Pet care: Understanding what drives a dog's behavior - Albuquerque Journal

Pet care: Understanding what drives a dog’s behavior

Retrievers can retrieve tennis balls until exhaustion. An Australian shepherd might herd you until you hide in a closet. At the Western Veterinary Conference last month, I attended presentations on neurology, nutrition and behavior medicine. Almost everything influences behavior. Environment and personal encounters are big but it all starts with genetic coding.

Dr. Leanne Lilly is head of behavioral medicine at The Ohio State University Veterinary Medical Center. She explained that beyond an individual’s inherited tendencies, events surrounding its birth, called epigenetics, can alter the way DNA drives behavior. It’s complicated but the apple often doesn’t fall far from the tree.

Working breeds are more excitable and energetic but interested in learning and play with their people. Many are aggressive toward other dogs. Jack Russel terriers, Chihuahuas, Rhodesian ridgebacks, American Staffordshire terriers and Bernese mountain dogs can be harder to train but, as Dr. Lilly stressed, the statistical differences are small. Breed accounts for only 9% of the variations in behavior.

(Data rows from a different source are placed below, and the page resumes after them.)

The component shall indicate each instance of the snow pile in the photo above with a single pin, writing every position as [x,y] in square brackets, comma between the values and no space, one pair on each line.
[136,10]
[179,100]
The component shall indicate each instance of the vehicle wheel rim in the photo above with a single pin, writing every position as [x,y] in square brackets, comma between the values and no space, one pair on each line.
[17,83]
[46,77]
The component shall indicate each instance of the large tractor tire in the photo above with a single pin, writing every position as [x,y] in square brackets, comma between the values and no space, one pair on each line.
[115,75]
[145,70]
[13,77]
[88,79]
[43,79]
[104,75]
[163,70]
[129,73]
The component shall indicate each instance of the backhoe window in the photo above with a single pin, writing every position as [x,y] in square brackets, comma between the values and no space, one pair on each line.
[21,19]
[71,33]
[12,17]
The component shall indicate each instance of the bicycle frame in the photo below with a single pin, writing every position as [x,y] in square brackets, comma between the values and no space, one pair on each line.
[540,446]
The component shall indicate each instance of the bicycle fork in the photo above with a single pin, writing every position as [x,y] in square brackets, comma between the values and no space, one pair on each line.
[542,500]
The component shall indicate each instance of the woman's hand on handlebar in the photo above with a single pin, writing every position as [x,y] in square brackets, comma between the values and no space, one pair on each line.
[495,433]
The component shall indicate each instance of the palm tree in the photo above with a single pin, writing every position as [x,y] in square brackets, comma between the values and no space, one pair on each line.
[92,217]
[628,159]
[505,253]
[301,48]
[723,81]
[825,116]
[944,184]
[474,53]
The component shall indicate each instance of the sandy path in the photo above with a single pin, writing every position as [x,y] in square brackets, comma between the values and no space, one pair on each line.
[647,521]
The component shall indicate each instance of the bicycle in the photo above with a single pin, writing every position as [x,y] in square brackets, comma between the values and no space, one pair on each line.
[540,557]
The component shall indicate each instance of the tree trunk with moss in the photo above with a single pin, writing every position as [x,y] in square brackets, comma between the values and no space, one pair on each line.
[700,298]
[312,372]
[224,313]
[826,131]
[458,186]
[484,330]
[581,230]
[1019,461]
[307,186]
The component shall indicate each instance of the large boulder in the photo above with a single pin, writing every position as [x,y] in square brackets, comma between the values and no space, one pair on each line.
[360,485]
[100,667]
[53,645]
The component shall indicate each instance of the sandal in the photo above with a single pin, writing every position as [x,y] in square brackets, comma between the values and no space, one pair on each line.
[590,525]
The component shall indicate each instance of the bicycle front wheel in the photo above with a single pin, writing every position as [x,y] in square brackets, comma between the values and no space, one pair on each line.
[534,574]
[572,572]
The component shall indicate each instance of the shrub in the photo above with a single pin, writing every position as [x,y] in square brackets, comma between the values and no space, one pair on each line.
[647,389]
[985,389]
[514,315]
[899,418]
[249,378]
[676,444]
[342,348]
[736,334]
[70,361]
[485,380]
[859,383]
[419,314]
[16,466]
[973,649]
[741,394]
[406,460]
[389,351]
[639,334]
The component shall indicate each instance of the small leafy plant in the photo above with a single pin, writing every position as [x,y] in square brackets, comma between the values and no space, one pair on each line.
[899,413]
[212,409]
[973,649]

Understanding the heritability of some behaviors, like compulsive flank sucking in Dobermans, can help with diagnosis and treatment. The DNA of some English bull terriers has them spinning, putting their heads under furniture and then freezing in place. Spinning is also common in Malinois and Staffordshire terriers. Tail chasing is a genetic trait of German shepherds and Australian cattle dogs but the abnormal brain pathways responsible for repetitive behaviors can also occur in unrelated breeds.

Behavioral genetics can be confusing. Dog breeds that share physical appearances, but that are not closely related, may still show similar behaviors. For example, small dogs of different breeds are prone to stranger-danger and have a greater tendency for separation anxiety.

There are more variations among individuals of the same breed than there are genetic differences between breeds. And it’s not just dogs. Compulsive wool or fabric sucking is seen almost exclusively in Siamese and Burmese cats and their crosses. We all want choosing the right pet to be simple but it just isn’t so. We do our best but it’s still a bit of a crap shoot.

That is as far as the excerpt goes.